Not all triggers should set off email workflows -- a lead might get really angry really fast if all of a sudden they are getting five emails from us that are similar in nature. For these "Tier 2" triggers, such as leads viewing a specific product page, we nurture leads through sales reps.
To do this, we set up internal sales rep notification emails to let sales reps know when their lead has viewed a specific site page. In the email notification contains collateral related to that page, such as case studies, tool-specific guides, and articles. This allows reps to connect with a lead who may have ignored them in the past -- but because they are reaching out when HubSpot was top-of-mind and with relevant content, a lead may be more more likely to pick up that phone or respond to that email.
Connecting Leads On-Site
In addition, we use our SnapEngage chat integration on the website that pops up for leads or unknown visitors -- an unobtrusive way to connect with a human if a lead so wishes. The same team that monitors responses from our emails and handles incoming phone inquiries manages the live chat. This is timely nurturing at its finest!
For specific high-impact offers that are being promoted by multiple channels (for example, a website redesign offer being promoted on email, social, and paid), we'll set up a nurturing workflow to capitalize on the attention and move those leads down the funnel with topic-specific content. Content goes from educational to more product-centric as the workflow progresses.

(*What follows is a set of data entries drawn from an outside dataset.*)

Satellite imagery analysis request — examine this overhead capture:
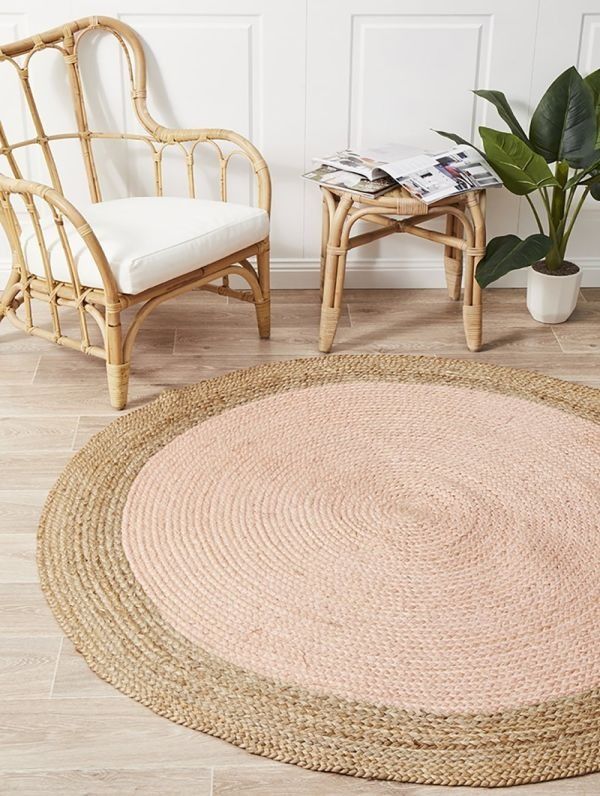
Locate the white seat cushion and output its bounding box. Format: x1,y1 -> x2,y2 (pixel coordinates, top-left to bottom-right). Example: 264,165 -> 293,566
23,196 -> 269,295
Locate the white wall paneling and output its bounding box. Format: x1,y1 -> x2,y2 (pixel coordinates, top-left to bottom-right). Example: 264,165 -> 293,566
0,0 -> 599,287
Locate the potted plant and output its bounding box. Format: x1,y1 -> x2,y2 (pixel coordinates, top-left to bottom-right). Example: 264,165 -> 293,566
438,66 -> 600,323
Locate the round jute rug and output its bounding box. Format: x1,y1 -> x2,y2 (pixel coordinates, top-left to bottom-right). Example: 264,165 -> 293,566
38,355 -> 600,787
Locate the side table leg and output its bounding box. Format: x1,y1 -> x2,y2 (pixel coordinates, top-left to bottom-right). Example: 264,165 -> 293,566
319,194 -> 331,300
319,195 -> 352,353
443,213 -> 463,301
463,193 -> 486,352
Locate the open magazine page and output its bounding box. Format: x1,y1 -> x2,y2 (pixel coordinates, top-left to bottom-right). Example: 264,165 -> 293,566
314,151 -> 388,180
384,146 -> 502,204
302,165 -> 396,196
314,145 -> 423,181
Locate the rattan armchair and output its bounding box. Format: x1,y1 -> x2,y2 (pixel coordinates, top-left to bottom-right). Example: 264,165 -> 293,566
0,16 -> 271,408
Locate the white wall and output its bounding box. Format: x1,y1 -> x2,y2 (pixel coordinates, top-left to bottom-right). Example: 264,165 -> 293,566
1,0 -> 600,288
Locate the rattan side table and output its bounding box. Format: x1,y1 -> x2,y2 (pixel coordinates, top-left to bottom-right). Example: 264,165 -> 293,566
318,186 -> 487,352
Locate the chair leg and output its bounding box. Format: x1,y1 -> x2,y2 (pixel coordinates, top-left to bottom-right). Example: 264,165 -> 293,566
105,307 -> 129,410
255,243 -> 270,339
106,361 -> 130,410
255,299 -> 270,339
0,268 -> 20,326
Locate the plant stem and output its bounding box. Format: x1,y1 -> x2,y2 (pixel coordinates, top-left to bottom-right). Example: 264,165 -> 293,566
560,186 -> 590,257
551,162 -> 568,214
525,194 -> 544,234
539,188 -> 558,241
548,161 -> 570,268
539,184 -> 562,271
563,181 -> 578,220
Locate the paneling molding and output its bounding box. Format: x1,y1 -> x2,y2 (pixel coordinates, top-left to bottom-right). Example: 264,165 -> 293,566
349,14 -> 492,148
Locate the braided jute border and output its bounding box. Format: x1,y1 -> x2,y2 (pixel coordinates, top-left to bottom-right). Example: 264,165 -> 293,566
37,354 -> 600,787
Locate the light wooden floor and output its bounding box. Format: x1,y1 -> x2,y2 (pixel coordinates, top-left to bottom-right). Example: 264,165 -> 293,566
0,287 -> 599,795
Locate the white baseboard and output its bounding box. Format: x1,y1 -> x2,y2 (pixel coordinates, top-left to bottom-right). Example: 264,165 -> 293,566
269,258 -> 600,289
2,258 -> 600,291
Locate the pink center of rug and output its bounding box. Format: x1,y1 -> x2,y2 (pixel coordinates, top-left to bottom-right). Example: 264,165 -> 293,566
122,381 -> 600,714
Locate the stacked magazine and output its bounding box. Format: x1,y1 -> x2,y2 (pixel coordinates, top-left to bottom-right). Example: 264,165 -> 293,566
303,144 -> 502,203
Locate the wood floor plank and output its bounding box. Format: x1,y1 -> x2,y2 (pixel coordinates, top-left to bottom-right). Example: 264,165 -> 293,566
0,354 -> 40,385
344,287 -> 531,307
0,637 -> 61,700
0,383 -> 160,416
0,416 -> 77,453
130,353 -> 296,385
0,491 -> 47,534
551,302 -> 600,353
0,534 -> 37,583
0,698 -> 273,771
581,287 -> 600,303
174,327 -> 324,357
264,288 -> 321,304
72,417 -> 117,450
212,766 -> 600,795
0,451 -> 76,490
0,767 -> 212,794
342,311 -> 560,354
0,584 -> 62,637
40,352 -> 296,391
173,314 -> 349,356
213,765 -> 412,794
0,326 -> 76,354
145,299 -> 335,329
52,639 -> 124,700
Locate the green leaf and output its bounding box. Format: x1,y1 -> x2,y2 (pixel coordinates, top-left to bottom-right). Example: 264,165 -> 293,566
479,127 -> 558,194
473,89 -> 530,143
579,169 -> 600,186
433,130 -> 485,158
565,158 -> 600,188
584,69 -> 600,147
476,234 -> 553,288
586,168 -> 600,199
529,66 -> 596,166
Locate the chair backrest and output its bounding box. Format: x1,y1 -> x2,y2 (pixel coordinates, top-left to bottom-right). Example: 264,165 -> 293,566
0,16 -> 177,205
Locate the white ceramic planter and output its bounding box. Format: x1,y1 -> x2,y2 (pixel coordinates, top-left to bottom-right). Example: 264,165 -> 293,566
526,264 -> 582,324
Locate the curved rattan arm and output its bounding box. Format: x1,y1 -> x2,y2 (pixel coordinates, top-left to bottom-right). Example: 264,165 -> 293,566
96,17 -> 271,213
81,17 -> 271,212
143,124 -> 271,214
0,174 -> 120,301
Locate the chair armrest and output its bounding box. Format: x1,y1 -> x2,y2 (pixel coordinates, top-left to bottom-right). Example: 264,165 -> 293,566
0,174 -> 120,300
137,116 -> 271,214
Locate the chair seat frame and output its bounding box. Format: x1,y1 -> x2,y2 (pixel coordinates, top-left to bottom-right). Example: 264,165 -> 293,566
0,16 -> 271,408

This nurturing isn't limited to new leads -- rather, this is additional nurturing a lead can get long after their first conversion. The idea is that while broad product-specific or third-party content isn't working to get these leads interested in HubSpot's solutions, topic-aligned content will. So for leads that download a website redesign checklist, they might be put into a workflow that sends examples of brilliant homepage design, followed by an email that asks "are you spending too much on your website resdesign?", and then a link to HubSpot's COS product and a trial.
We'll then supplement that workflow with a retargeting campaign aimed at everyone who downloaded that piece of content with a tie-in to the product, to amplify the messaging on multiple channels.
These offer-specific nurturing campaigns do take up time to set up, so our rule of thumb is to only set them up for offers we are sending a lot of traffic to within a short timeframe.
Lead nurturing is a lot more than just workflows that start after a lead's first conversion. Nurturing spans different timeframes, lifecycle stages, and marketing channels. Putting together a playbook that utilizes your content and knowledge of your personas will help you most effectively reach the right people at the right time to move them down the funnel.